Claude Cahun, a writer, photographer and artist was born on October 25th, 1894 in Nantes, France. Cahun’s work was personal as well as political and it often engaged in concepts of sexuality and gender. She was the great-niece of David Léon Cahun (orientalist) and the niece of Marcel Schwob (writer of avant-garde). Her birth name was Lucy Renee Mathilde Schwob but she kept pseudonyms, like Daniel Douglas or Claude Courlis, and she finally settled down to Claude Cahun.
In 1912, she started making self-portraits using a camera at the age of eighteen and continued to do so till the 1930s. Cahun is remembered for her elaborately staged portraits of herself that included surreal visual aesthetics. Cahun took pictures of herself disguised in many roles, such as staring powerfully at the camera with a bald head or laying on leaves dressed like a man, buddha, a scary doll or a lady. In her self-portraits she disregards the boundaries of desire and gender.
In the early 1920s, she resided in Paris with Suzanne Malherbe, her personal and professional partner. They both collaborated and on many different written pieces, collages, photomontages, and sculptures. They were both zealous political campaigners. The duo printed and circulated propaganda material against the Nazis. Due to this, in 1940 both were arrested until the war was over. Cahun’s health worsened, but she still continued with photography.
Published work by Claude Cahun, include Heroines, 1925 and Aveux non avenus, 1930 . She wrote several more essays that got published in journals and magazines. She wrote a short stricture essay in 1934, Les Paris sont Ouverts.

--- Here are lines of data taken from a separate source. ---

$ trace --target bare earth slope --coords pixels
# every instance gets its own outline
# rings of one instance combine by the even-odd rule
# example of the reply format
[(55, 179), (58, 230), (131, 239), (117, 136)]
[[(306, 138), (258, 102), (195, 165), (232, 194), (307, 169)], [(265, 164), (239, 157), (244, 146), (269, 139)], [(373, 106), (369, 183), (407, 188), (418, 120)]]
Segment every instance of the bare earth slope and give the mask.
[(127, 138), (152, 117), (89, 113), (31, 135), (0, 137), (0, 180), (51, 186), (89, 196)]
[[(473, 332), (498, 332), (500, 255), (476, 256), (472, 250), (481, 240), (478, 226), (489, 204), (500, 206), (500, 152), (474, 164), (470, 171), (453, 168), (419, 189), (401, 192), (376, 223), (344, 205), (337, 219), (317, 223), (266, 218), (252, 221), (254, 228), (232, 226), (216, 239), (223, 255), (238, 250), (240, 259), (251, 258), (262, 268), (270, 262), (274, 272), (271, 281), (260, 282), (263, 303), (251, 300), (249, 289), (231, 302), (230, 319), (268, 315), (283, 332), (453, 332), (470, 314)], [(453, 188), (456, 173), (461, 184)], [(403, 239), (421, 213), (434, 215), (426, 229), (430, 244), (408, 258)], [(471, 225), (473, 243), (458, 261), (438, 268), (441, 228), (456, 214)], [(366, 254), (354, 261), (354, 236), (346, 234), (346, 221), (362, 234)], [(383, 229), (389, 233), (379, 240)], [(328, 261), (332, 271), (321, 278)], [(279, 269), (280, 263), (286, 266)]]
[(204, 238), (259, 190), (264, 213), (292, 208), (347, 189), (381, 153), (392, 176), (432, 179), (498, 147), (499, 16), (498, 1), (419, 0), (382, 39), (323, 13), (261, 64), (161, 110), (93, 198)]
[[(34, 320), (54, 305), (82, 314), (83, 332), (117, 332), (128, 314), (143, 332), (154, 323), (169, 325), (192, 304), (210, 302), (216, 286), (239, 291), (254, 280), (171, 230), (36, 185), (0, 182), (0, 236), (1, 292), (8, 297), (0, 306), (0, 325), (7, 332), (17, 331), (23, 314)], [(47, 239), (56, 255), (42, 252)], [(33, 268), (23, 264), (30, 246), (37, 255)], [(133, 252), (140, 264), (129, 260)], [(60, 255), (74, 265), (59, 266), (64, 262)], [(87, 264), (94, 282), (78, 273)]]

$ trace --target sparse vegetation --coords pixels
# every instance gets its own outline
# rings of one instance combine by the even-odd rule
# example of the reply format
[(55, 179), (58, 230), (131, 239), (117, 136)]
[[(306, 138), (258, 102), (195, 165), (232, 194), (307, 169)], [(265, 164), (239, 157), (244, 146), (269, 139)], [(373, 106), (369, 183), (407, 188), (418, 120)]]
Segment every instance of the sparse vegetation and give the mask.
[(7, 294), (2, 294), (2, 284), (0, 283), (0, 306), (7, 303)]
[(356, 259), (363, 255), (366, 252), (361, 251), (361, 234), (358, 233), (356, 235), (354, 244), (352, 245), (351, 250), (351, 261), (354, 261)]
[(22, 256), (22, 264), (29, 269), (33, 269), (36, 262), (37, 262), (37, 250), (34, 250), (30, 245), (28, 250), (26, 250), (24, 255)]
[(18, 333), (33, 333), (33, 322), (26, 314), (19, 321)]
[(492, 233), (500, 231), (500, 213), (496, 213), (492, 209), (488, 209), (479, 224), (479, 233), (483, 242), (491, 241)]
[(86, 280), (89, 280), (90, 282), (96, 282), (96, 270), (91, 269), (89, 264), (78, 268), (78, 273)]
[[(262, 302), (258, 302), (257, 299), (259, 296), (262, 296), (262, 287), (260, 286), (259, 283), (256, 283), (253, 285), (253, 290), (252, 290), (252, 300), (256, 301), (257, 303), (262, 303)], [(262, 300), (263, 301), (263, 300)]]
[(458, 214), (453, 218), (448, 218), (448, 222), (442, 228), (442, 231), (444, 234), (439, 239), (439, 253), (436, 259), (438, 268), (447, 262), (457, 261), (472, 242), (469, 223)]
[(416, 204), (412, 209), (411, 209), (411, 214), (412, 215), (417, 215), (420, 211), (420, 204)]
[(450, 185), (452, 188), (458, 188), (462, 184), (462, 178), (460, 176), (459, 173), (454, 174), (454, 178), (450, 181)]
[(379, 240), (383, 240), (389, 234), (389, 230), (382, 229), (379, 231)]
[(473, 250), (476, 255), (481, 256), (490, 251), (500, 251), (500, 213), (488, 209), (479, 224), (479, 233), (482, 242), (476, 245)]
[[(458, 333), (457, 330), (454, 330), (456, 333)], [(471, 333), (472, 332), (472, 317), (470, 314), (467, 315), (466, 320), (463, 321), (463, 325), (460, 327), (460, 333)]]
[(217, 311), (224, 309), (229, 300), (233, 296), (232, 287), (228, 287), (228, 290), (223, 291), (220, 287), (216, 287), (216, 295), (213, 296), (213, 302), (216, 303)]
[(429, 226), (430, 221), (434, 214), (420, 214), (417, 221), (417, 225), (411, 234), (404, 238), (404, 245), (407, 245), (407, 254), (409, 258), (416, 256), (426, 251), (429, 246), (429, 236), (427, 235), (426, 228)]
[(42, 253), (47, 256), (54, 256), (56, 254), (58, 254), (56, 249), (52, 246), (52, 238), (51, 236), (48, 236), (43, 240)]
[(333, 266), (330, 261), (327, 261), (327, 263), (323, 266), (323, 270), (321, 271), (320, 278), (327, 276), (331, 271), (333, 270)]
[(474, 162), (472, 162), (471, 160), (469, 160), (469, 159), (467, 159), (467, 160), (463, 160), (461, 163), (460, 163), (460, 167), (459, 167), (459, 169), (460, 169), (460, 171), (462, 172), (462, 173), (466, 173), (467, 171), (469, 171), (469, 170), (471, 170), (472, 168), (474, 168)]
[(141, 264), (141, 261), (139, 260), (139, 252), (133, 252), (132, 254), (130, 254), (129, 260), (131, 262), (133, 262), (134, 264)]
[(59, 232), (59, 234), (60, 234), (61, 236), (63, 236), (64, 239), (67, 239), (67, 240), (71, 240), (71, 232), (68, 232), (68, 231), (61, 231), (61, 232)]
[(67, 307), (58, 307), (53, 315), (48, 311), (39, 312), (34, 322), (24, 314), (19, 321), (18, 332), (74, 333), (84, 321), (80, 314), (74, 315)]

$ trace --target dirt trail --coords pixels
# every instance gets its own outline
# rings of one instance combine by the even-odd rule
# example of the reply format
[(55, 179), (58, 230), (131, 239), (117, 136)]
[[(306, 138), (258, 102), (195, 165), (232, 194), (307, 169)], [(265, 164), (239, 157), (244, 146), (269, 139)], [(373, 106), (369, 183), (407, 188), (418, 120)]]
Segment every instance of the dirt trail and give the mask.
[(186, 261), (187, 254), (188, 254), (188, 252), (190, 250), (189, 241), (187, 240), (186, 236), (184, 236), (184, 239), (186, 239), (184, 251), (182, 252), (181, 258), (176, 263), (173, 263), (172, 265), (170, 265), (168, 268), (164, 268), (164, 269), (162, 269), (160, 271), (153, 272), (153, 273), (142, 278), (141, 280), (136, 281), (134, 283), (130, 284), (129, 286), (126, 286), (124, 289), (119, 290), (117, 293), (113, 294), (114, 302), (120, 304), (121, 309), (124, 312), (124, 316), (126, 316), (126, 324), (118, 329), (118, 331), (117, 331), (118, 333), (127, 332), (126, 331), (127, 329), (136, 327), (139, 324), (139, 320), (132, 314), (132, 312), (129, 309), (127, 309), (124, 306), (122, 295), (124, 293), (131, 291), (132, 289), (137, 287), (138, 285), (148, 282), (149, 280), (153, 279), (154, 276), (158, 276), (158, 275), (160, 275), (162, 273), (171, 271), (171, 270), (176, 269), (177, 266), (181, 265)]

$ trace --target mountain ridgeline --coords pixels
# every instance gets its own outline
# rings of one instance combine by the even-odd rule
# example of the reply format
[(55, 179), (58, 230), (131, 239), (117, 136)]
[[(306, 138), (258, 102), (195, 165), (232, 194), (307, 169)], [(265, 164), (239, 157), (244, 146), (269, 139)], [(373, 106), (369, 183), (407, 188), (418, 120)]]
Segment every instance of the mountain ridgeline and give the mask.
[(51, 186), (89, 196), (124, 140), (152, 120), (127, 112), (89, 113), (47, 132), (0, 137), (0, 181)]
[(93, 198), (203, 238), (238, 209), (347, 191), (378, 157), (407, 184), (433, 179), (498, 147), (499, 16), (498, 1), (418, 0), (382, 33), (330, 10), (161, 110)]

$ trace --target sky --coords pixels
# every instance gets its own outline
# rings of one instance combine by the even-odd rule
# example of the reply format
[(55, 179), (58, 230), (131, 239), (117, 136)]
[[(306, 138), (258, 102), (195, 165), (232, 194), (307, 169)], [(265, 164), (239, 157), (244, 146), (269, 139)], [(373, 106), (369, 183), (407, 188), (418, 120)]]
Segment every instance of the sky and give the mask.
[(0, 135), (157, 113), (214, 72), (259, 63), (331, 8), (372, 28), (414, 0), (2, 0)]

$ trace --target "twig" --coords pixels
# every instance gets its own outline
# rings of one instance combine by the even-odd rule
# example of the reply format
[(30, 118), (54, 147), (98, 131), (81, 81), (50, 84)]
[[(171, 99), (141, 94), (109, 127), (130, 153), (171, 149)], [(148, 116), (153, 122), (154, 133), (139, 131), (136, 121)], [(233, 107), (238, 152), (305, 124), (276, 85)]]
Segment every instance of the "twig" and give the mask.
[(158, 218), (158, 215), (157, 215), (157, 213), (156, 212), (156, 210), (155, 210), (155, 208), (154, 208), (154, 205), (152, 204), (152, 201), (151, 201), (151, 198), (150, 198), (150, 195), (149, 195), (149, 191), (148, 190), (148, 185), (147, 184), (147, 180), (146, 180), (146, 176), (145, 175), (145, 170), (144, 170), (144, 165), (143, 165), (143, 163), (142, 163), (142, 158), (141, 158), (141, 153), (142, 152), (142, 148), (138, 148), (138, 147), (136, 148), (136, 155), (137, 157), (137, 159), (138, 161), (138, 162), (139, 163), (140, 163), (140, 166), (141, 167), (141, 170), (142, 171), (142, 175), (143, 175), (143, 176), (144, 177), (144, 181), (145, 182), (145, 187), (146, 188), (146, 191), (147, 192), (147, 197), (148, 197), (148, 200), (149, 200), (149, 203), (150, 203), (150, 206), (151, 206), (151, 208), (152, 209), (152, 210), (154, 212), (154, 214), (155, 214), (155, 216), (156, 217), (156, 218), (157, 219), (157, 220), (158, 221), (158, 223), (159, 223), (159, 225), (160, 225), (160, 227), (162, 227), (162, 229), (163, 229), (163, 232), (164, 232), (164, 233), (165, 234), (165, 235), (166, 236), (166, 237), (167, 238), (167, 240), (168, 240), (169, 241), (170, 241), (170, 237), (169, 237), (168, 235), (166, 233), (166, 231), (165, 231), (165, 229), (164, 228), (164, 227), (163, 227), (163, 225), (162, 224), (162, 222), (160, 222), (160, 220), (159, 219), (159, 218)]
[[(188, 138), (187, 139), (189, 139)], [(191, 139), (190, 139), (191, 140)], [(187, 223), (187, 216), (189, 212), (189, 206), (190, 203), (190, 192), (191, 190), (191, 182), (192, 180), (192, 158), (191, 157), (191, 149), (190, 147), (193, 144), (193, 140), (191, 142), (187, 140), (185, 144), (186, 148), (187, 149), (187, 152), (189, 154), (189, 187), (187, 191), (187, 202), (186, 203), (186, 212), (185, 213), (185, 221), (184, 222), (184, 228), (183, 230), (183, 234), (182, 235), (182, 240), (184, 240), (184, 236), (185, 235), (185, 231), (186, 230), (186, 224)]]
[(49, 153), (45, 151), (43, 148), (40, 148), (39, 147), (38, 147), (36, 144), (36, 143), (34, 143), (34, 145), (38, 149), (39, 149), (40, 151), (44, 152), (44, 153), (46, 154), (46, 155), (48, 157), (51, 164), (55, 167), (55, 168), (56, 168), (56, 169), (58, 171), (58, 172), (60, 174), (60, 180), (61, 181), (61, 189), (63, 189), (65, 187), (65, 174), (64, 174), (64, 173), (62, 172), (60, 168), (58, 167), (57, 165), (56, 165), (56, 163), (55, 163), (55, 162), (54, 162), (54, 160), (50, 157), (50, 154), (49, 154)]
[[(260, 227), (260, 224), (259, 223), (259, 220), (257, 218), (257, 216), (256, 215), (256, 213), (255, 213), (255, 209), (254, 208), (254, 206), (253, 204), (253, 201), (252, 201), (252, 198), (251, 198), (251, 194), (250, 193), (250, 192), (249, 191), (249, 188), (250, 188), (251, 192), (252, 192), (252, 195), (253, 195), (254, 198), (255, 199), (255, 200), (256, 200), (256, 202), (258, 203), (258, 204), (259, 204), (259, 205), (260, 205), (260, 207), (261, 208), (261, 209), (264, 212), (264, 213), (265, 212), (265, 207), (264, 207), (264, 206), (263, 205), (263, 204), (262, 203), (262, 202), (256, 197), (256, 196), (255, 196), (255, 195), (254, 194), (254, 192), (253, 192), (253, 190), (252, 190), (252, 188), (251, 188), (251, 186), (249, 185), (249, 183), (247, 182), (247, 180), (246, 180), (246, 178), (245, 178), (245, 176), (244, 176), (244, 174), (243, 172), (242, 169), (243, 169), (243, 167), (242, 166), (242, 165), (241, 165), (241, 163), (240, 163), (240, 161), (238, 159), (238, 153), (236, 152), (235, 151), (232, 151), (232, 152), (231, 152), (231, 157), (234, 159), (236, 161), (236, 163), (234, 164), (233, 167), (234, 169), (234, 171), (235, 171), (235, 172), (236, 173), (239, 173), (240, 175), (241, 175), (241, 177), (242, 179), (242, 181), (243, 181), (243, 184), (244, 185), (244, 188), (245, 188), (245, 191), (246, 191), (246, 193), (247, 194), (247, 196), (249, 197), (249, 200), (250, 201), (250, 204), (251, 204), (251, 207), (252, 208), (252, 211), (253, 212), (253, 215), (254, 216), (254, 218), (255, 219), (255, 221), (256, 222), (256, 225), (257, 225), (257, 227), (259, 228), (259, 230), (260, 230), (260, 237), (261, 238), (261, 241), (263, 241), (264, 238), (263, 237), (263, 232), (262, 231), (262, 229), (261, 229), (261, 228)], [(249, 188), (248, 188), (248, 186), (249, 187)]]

In 1932, Cahun met René Crevel and André Breton when she was included as a member of the Association des Écrivains et Artistes Révolutionnaires. After this, she began communicating with a group of surrealists. Later, she participated in many exhibitions of surrealism, including Exposition surréaliste d’Objets in Paris, and London International Surrealist Exhibition. In 1935, she co-founded Contre Attaque, a group of left-wings, along with Georges Bataille and André Breton.
Her self-photographs (1927 to 1947) were exhibited at the Institute of Contemporary Arts in London, 1994. In this show, the works of Tacita Dean and Virginia Nimarkoh were also displayed. The exhibit was called Mise en Scene.
In a time when surreal artists were mostly men, who portrayed women as erotic and sexual objects; Claude Cahun exemplified the multiple and chameleonic possibilities of identities of women. Both her written and photographic works have been influential for many artists, especially Del La Grace Volcano, Nan Goldin, and Cindy Sherman.
Photography is no doubt a field that has been visually and historically revolutionized continually. There have been many kinds of photographers, who portray the reality and there have been ones who like to act things out and capture their performance. Cahun’s work has not been less than a theatrical show. Photographing yourself is like making yourself vulnerable to all kinds of judgments and interpretations. It takes great audacity to represent yourself through an image, to the world. Through her photographic work, Cahun expressed diverse emotions through her body language, gesture, posture, eyes, dressing, and the background of her images.
Exhibitions of her work have been happening since 1936 around the world, including Canada’s Presentation House Gallery, 1998; Essen’s Museum Folkwang, 1998; New York’s Grey Art Gallery, 1999 and 2000; Barcelona’s La Virreina Centre de la image, 2011 and 2012; and at many more locations. She died on December 8th, 1954.